Researchers at MIT have developed thin, wearable, piezoelectric sensors that can reliably decode facial strains and predict facial kinematics...
Researchers at MIT (Cambridge, Mass.) have developed thin, wearable, piezoelectric sensors that can reliably decode facial strains and predict facial kinematics.
The technology is being tested on patients suffering from amyotrophic lateral sclerosis (ALS, also known as motor neurone disease, or MND), who, over the course of their decline, lose all ability to control their muscles, and thus their capability to communicate.
The sensors can be easily attached to a patient’s face and thus measure minuscule movements such as a smile or twitch. In this way, they allow patients to communicate in a more natural way, without the necessity for bulky, expensive, and often extremely difficult to operate equipment, as is unfortunately the norm today.
The movements can then be interpreted by the device. The sensors are malleable and soft, and can thus be made almost invisible. Perhaps even more importantly, the researchers suggest that since all the components used are easy to manufacture in volume, the device could typically cost only about $10.
Canan Dagdeviren, the LG Electronics Career Development Professor of Media Arts and Sciences — who is leading the project at MIT’s Conformable Decoders group — said the technology promises to have significant advantages over the existing methods deployed that rely on measurements of electrical activity of the nerves that control facial muscles.
“These devices are very hard, planar, and boxy, and reliability is a big issue. You may not get consistent results, even from the same patients within the same day,” said Dagdeviren.
Other groups involved in the project involve scientists from the University of Buffalo and the A*STAR Institute of Microelectronics in Singapore.
The initial results of the work were reported in a recent edition of Nature Biomedical Engineering, where the researchers suggest the process is 75% accurate at distinguishing between three facial expressions: smile, pursed lips, and open mouth.
Early work focused on testing two ALS patients — one female, and a male, for gender balance — and the results reported suggest the devices can accurately distinguish between these three facial expressions.
The device consists of four piezoelectric sensors embedded in a thin silicone film. The sensors, made from aluminium nitride, can detect mechanical deformation of the skin and convert it into an electrical voltage that can be easily measured.
The researchers deployed a process called digital imaging correlation on healthy volunteers to help them select the most useful locations to place the sensors.
They painted a random black-and-white speckle pattern on the face and then took numerous images of the area with multiple cameras as the subjects performed facial motions such as smiling, twitching the cheek, or mouthing the shape of certain letters. The images were then processed by special software that analyzes exactly how the tiny dots move in relation to each other, and thus determine the amount of strain experienced in a single area.
In this way, a library of phrases or words could be created that correspond to different combinations of movements, the researchers said.
“We can create customizable messages based on the movements that you can do,” said Dagdeviren.
“You can technically create thousands of messages that right now no other technology is available to do. It all depends on your library configuration, which can be designed for a particular patient or group of patients.”

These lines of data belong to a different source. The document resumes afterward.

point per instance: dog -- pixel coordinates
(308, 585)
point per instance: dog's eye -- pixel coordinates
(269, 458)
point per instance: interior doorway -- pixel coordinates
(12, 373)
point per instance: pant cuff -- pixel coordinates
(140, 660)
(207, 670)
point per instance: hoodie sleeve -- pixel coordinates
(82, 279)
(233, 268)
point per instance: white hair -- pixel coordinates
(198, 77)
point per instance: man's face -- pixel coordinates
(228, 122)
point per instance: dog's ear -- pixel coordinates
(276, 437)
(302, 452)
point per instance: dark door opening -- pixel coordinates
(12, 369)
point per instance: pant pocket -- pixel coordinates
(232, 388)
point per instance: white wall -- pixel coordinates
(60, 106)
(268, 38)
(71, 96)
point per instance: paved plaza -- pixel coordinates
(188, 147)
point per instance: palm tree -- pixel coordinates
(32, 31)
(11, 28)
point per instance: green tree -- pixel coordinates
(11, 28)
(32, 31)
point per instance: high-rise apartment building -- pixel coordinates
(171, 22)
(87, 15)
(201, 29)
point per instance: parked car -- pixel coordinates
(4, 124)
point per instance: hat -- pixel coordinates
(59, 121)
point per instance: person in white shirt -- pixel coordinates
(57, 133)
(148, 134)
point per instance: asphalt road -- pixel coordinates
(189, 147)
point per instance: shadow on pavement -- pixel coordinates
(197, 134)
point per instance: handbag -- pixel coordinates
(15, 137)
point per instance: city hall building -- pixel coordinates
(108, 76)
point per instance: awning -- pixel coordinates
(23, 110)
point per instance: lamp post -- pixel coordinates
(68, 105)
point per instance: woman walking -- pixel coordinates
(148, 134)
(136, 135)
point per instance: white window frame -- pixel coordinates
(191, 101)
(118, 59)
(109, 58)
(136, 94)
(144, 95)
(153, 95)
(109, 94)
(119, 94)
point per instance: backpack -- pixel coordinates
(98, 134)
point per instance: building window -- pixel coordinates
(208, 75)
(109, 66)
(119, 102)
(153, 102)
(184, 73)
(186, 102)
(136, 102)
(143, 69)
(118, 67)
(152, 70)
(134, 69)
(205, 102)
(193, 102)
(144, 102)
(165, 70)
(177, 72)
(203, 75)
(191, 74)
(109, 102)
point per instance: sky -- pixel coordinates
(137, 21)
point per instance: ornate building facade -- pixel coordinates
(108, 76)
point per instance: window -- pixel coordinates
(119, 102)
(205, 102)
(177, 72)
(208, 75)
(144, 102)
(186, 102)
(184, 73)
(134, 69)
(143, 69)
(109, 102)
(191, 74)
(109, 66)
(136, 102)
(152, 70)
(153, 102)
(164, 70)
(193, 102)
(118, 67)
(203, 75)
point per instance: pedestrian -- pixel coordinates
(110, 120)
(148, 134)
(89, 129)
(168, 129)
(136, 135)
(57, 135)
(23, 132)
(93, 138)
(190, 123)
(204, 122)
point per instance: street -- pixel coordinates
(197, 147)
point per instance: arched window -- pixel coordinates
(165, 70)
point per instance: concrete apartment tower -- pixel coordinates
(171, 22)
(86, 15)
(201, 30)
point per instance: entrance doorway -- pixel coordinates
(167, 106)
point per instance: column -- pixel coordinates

The data from the sensor is then sent to a hand-held processing unit, which analyzes it using the algorithm that the researchers trained to distinguish between facial movements.
The researchers say in the current prototype, the unit is wired to the sensor, but in the future the connection could also be made wireless for easier use.
One member of the MIT research team, Farita Tasnim, was inspired to develop the sensor after meeting Professor Stephen Hawking, who suffered from MND from his early 20’s and at the end, relied on infrared sensors to direct movements of his cheeks and direct a cursor across a computer screen. This, Tasnim noted, was a difficult, frustrating, and time-consuming process that needed a lot of bulky equipment, and she was determined to come up with an improved process.
“There are a lot of clinical trials that are testing whether or not a particular treatment is effective for reversing ALS, said Tasnim. “Instead of just relying on the patients to report that they feel better or feel stronger, this device could give a quantitative measure to track the effectiveness.”